Dr Slava Vaisman

Lecturer

Mathematics
Faculty of Science
r.vaisman@uq.edu.au
+61 7 336 53264

Overview

Radislav (Slava) Vaisman is a faculty member in the School of Mathematics and Physics at the University of Queensland. Radislav earned his Ph.D. in Information System Engineering from the Technion, Israel Institute of Technology in 2014. Radislav’s research interests lie at the intersection of applied probability, statistics, and computer science. Such a multidisciplinary combination allows him to handle both theoretical and real-life problems, in the fields of machine learning, optimization, safety, and system reliability research, and more. He has published in top-ranking journals such as Statistics and Computing, INFORMS, Journal on Computing, Structural Safety, and IEEE Transactions on Reliability. The Stochastic Enumeration algorithm, which was introduced and analyzed by Radislav Vaisman, had led to the efficient solution of several problems that were out of reach of state of the art methods. In addition, he is an author of 3 books with three of the most prestigious publishers in the field, Wiley, Springer, and CRC Press. Radislav serves on the editorial board of the Stochastic Models journal.

Research Interests

  • Data science
  • Statistics and Machine Learning
  • Rare Event Simulation and Modelling
  • System Reliability
  • Evolutionary Computation
  • Advanced Monte Carlo Methods and Randomized Algorithms
  • Stochastic Optimization and Counting
  • Graphical Models
  • Markov Decision Processes and Planning under uncertainty

Research Impacts

Radislav Vaisman’s research interests lie at the intersection of applied probability and computer science where he has made key contributions to the theory and the practical usage of Sequential Monte Carlo methods.
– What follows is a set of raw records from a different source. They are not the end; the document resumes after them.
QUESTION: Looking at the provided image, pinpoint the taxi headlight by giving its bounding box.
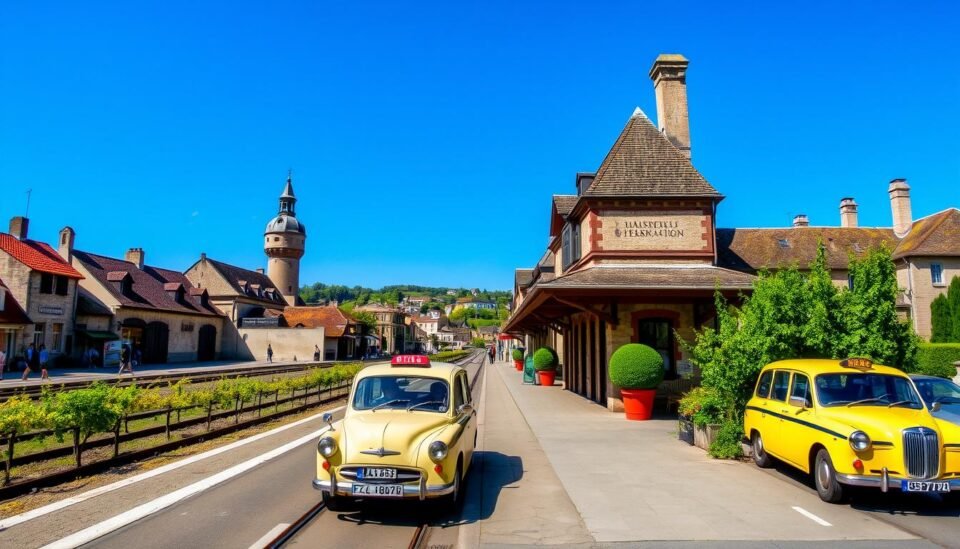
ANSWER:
[850,431,870,452]
[427,440,449,463]
[317,437,337,457]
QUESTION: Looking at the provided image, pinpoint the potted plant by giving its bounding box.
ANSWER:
[533,347,557,387]
[513,349,523,372]
[610,343,663,420]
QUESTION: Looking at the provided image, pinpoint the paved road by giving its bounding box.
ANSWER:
[81,354,479,549]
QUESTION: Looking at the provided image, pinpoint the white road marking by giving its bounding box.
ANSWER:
[0,406,344,531]
[250,522,290,549]
[43,427,329,549]
[793,506,833,526]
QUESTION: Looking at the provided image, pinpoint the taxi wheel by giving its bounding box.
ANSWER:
[813,448,843,503]
[750,431,773,469]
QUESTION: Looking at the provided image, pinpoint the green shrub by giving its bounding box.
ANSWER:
[533,347,557,372]
[610,343,663,389]
[678,387,725,427]
[915,343,960,379]
[707,419,743,459]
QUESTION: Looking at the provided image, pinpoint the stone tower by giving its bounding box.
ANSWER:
[263,175,307,306]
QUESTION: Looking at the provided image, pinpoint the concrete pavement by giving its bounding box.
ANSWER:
[488,356,929,546]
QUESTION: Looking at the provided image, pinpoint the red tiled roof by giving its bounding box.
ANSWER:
[73,250,221,316]
[0,274,31,324]
[0,233,83,279]
[283,305,356,337]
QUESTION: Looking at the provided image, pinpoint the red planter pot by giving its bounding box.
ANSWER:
[537,370,557,387]
[620,389,657,421]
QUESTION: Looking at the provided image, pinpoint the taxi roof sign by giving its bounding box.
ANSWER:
[840,358,873,372]
[390,355,430,368]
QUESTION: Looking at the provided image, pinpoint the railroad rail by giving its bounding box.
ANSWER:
[264,352,486,549]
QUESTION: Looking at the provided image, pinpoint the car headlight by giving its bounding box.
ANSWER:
[317,437,337,457]
[850,431,870,452]
[427,440,450,463]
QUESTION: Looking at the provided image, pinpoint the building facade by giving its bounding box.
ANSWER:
[504,55,960,410]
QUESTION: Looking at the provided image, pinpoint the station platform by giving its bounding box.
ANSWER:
[459,362,931,547]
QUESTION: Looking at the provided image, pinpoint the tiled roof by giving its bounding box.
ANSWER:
[73,250,220,316]
[583,108,722,199]
[0,274,31,324]
[283,305,356,337]
[0,233,83,279]
[537,264,755,290]
[206,257,287,305]
[553,194,580,217]
[893,208,960,258]
[717,227,897,272]
[77,288,113,316]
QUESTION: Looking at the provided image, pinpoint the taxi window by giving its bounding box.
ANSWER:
[790,374,813,406]
[770,370,790,402]
[757,370,773,398]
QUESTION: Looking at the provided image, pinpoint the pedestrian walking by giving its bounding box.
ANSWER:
[40,343,50,379]
[117,345,133,375]
[21,343,40,381]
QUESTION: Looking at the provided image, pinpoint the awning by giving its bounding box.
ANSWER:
[77,330,120,341]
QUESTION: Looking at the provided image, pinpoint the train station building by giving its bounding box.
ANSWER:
[504,55,960,411]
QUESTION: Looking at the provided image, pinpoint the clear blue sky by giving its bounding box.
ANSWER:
[0,0,960,289]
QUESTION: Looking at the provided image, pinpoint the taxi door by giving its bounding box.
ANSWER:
[777,372,817,471]
[760,370,790,459]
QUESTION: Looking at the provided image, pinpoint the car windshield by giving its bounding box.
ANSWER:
[816,372,923,409]
[913,378,960,405]
[353,376,450,413]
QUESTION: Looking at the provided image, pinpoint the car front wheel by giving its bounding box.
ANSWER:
[750,431,773,469]
[813,448,843,503]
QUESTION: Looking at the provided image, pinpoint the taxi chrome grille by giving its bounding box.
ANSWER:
[337,465,420,484]
[903,427,940,479]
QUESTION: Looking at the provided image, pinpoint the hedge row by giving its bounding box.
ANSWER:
[916,343,960,379]
[0,363,363,485]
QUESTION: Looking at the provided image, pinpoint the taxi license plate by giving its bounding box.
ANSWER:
[358,467,397,480]
[900,480,950,492]
[353,484,403,498]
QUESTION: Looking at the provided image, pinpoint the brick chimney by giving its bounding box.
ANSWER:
[650,53,690,158]
[840,197,857,228]
[10,215,30,240]
[57,227,77,263]
[887,179,913,238]
[123,248,144,271]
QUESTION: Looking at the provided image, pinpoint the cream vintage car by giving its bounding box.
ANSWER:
[313,355,477,509]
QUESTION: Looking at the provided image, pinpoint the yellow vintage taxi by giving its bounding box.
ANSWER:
[313,355,477,509]
[744,358,960,503]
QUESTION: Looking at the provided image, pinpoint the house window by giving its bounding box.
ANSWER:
[930,263,943,286]
[33,322,47,349]
[50,322,63,353]
[40,273,53,294]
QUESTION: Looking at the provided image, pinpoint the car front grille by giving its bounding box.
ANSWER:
[337,465,420,484]
[903,427,940,479]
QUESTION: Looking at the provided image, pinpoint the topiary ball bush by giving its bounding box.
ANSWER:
[610,343,663,389]
[533,347,557,372]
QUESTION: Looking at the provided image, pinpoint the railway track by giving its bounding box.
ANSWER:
[264,353,486,549]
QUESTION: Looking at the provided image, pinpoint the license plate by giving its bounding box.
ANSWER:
[353,484,403,498]
[900,480,950,492]
[357,467,397,480]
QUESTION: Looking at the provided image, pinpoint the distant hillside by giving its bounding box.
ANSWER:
[300,282,511,308]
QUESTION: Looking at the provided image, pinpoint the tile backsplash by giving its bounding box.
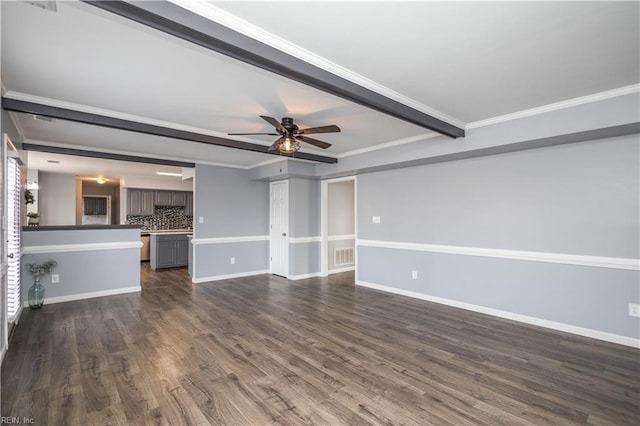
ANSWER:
[127,206,193,230]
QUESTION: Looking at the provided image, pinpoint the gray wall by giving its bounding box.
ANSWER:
[194,164,269,238]
[358,135,640,259]
[21,228,140,303]
[357,135,640,338]
[78,181,120,225]
[327,180,356,236]
[38,171,76,226]
[192,165,269,281]
[327,180,356,271]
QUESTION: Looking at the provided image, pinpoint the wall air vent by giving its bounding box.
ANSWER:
[333,247,353,266]
[25,0,58,12]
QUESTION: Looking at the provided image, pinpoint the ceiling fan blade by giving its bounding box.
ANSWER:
[267,137,282,151]
[260,115,287,133]
[296,124,340,135]
[295,136,331,149]
[227,133,280,136]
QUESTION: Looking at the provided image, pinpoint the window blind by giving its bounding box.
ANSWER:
[7,158,21,322]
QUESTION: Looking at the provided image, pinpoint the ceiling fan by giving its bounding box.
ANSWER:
[228,115,340,154]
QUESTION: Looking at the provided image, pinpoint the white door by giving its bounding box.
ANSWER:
[269,181,289,277]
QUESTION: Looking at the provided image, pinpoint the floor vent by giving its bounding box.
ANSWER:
[333,247,353,266]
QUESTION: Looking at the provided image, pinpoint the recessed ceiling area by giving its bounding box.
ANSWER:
[27,151,188,182]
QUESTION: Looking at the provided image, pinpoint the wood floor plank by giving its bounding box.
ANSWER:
[2,265,640,426]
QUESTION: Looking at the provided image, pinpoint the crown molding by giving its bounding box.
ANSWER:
[465,84,640,130]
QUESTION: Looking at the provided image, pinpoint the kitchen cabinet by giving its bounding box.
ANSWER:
[155,191,187,207]
[151,234,189,269]
[127,189,154,216]
[154,191,173,206]
[82,197,107,216]
[184,192,193,216]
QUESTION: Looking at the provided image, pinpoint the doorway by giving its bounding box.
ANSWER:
[269,180,289,278]
[320,176,357,279]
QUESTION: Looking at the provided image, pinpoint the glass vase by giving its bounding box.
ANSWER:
[29,277,44,309]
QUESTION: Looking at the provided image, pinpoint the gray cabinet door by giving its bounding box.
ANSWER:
[127,189,143,215]
[176,235,189,266]
[156,239,177,268]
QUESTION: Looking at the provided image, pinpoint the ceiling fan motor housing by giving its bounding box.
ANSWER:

Specifically, his work led to the publication of a book by John Wiley & Sons: Fast Sequential Monte Carlo Methods for Counting and Optimization, which covers the state-of-the-art of modern simulation techniques for counting and optimization. In addition, his contribution to the field of System Reliability resulted in the book: Ternary Networks: Reliability and Monte Carlo, by Springer. In 2019, Radislav coauthored the book: Data Science and Machine Learning: Mathematical and Statistical Methods, which was published by CRC Press. Dr. Vaisman has published in top-ranking journals such as Statistics and Computing, INFORMS, Journal on Computing, Structural Safety, Networks, and IEEE Transactions on Reliability.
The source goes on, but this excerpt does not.